In the latest Japan crypto news, the country’s financial watchdog, FSA, is considering a regulatory reform that allows banks to acquire and hold Bitcoin and other cryptocurrencies. This bold move, coupled with the country's banking giants exploring stablecoin issuance, underscores Japan's growing commitment to digital finance.
As per the latest Japan crypto news, the Financial Services Agency has taken the initiative to make regulatory amendments to open the floodgates for domestic banks to invest in BTC and other non-backed crypto assets. Allowing banking institutions to allocate capital to digital assets would confer asset class status, paving the way for diversified investment portfolios and increased profit potential.
Significantly, this indicates the FSA’s reversal from its cautious approach to crypto regulation. According to 2020 guidelines, banks were prohibited from investing in crypto assets due to their inherently volatile nature. However, with the domestic market demonstrating maturity and growing adoption, the regulator is reassessing its stance. As per reports, about 12 million cryptocurrency accounts were opened in the country, marking a 3.5x increase in five years.
Importantly, the FSA is emphasizing strong protection of financial stability in facilitating institutional digital asset investment.

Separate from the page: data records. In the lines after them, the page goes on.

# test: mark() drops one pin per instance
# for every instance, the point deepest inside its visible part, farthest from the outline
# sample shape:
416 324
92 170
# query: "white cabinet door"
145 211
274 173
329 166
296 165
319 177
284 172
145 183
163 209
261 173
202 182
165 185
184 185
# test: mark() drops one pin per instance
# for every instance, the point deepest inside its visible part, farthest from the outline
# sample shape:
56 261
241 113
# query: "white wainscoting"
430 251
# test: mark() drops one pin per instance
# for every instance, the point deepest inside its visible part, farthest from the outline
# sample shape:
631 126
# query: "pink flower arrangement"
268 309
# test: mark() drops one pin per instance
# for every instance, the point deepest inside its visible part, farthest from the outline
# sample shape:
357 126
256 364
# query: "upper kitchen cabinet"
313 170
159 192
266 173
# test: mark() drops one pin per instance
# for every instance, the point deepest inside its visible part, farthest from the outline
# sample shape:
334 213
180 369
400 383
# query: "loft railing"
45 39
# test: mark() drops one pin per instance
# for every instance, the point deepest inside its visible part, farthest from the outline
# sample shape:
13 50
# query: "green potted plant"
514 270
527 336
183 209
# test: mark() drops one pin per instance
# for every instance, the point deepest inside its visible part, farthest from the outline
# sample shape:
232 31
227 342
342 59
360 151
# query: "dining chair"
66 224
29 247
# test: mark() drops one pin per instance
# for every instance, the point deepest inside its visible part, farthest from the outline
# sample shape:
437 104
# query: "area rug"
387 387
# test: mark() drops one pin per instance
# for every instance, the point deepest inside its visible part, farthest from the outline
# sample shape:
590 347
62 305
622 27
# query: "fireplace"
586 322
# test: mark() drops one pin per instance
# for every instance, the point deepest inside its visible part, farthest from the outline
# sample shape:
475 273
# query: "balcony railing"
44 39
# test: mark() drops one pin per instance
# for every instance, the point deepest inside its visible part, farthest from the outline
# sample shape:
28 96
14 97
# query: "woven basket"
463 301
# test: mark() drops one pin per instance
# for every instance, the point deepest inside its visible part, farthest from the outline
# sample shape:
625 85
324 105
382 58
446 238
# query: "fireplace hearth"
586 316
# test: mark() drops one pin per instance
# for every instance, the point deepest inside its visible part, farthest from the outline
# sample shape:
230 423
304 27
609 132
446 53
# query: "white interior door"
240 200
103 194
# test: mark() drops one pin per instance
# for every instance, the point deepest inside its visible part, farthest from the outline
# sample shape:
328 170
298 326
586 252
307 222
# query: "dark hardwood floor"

To do this, the Financial System Council will coordinate action to establish a robust prudential regulatory framework for banks that may involve, among other things, limits on banks' exposure to the volume of the asset relative to their capital base. This is an effort to strike a prudent balance between risk mitigation and innovation in a safe manner.
Recent reports suggest that a working group under Japan’s Prime Minister will discuss proposed guidelines enabling banks to act as cryptocurrency exchanges. In June, the watchdog proposed to reclassify cryptocurrencies as “financial products” with the vision of approving ETFs.
According to Chainalysis's report, Japan has emerged as the top performer in the Asia-Pacific region, with a 120% increase in on-chain value received over the past 12 months compared to the previous period. This growth outpaces other major markets, including Indonesia (103%), South Korea (100%), India (99%), and Vietnam (55%).
Reportedly, the country’s blockchain growth is driven by notable industry advancements. The authority’s recent regulatory changes were set to ease restrictions on exchanges. As CoinGabbar reported, three major banking giants, namely, Mitsubishi UFJ, Sumitomo Mitsui, and Mizuho, are gearing up to launch a yen-backed stablecoin. As the regulatory landscape evolves, stablecoins like USDC and JPYC are expected to gain traction.